A imagem entre-linguagens
Por Giselle Beiguelman


Imagem produzida pela Cia. de Foto
Divulgação

Exposição em São Paulo coloca em xeque o estatuto da fotografia no contexto da cultura digital

O crítico, curador e professor Eduardo Brandão está licenciado de suas atividades de professor na faculdade em que leciona. O motivo? Fotógrafo e professor de fotografia, diz que não faz mais sentido falar em fotos hoje em dia.

Segundo ele, a cultura digital impõe que se pense em imagens para além dos fenômenos imediatos do vídeo, do cinema ou da fotografia, extrapolando os limites da crise de credibilidade das imagens que deu o tom às reflexões sobre a digitalização da cultura nos anos 1980.

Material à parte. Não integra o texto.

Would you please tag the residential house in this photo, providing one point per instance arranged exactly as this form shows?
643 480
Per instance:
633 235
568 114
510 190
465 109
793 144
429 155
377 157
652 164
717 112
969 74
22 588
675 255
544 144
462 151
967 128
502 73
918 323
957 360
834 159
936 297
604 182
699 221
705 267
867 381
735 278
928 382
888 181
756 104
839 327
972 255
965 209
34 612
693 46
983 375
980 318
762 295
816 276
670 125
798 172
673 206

Uma impactante cena de “Blade Runner” (Ridley Scott, 1982), filme que se tornou paradigmático da visão punk-noir dos 80, é emblemática do período, nesse sentido. Falo daquela em que a andróide Rachel tenta convencer o caçador de andróides Deckard de seu passado humano e assim escapar da escravidão.

“Tenho fotos”, diz ela, procurando mostrar provas de sua infância humana nos braços da mãe. Deckard ignora o assunto, não olha as fotos e deixa claro que tem acesso a informações de seus arquivos muito mais confiáveis, porque residentes na memória de seus chips, e que qualquer imagem hoje é fabricável. Não existe mais prova fotográfica da verdade...

Nessa época, a reflexão ainda era exercício de mentes críticas (Baudrillard, Virilio, Jameson), imaginando, com certo tom apocalíptico, porém necessário, o mundo das imagens digitais.

O susto, global e midiático demoraria uma década para acontecer. Precisaria de duas capas de revista de megacirculação -“Time” e “Newsweek”- para se impor em escala planetária.

As duas revistas tratavam do caso O. J. Simpson (1994), o ídolo de futebol americano acusado do assassinato da sua ex-esposa e do seu ex-amigo, e traziam a mesma foto na capa. Mas a “Time” deu uma “photoshopada” no retrato de Simpson e acabou acentuando sua barba mal-feita e sua negritude, com alguns recursos de “melhoria do acabamento” por escurecimento (supostamente, manipulação do contraste).

Além de ser interpretada como ofensiva e racista por inúmeros leitores, consolidou a dúvida sobre a fidelidade das imagens, sobre a qual ninguém hoje se importa. (“Playboy”, “G Magazine” e “Sexy”, com suas técnicas de apagar celulite, barriga, queixos duplos etc. que o digam).

Anedotas do fim do século, essas historinhas servem hoje para pensar a emergência de uma cultura visual mais complexa. Ela se distancia definitivamente das estratégias de veridicção para demandar reflexões mais acuradas que demandam exercícios de contextualização permanente.

Uma parte dessa sua reflexão aparece na exposição que será inaugurada no Itaú Cultural, em São Paulo, com o portfólio da Cia. de Foto, coletivo fotográfico formado por Jacinto, Pio Figueiroa e João Kehl. As imagens serão apresentadas ao público sem que seja utilizada nenhuma ampliação em formato impresso.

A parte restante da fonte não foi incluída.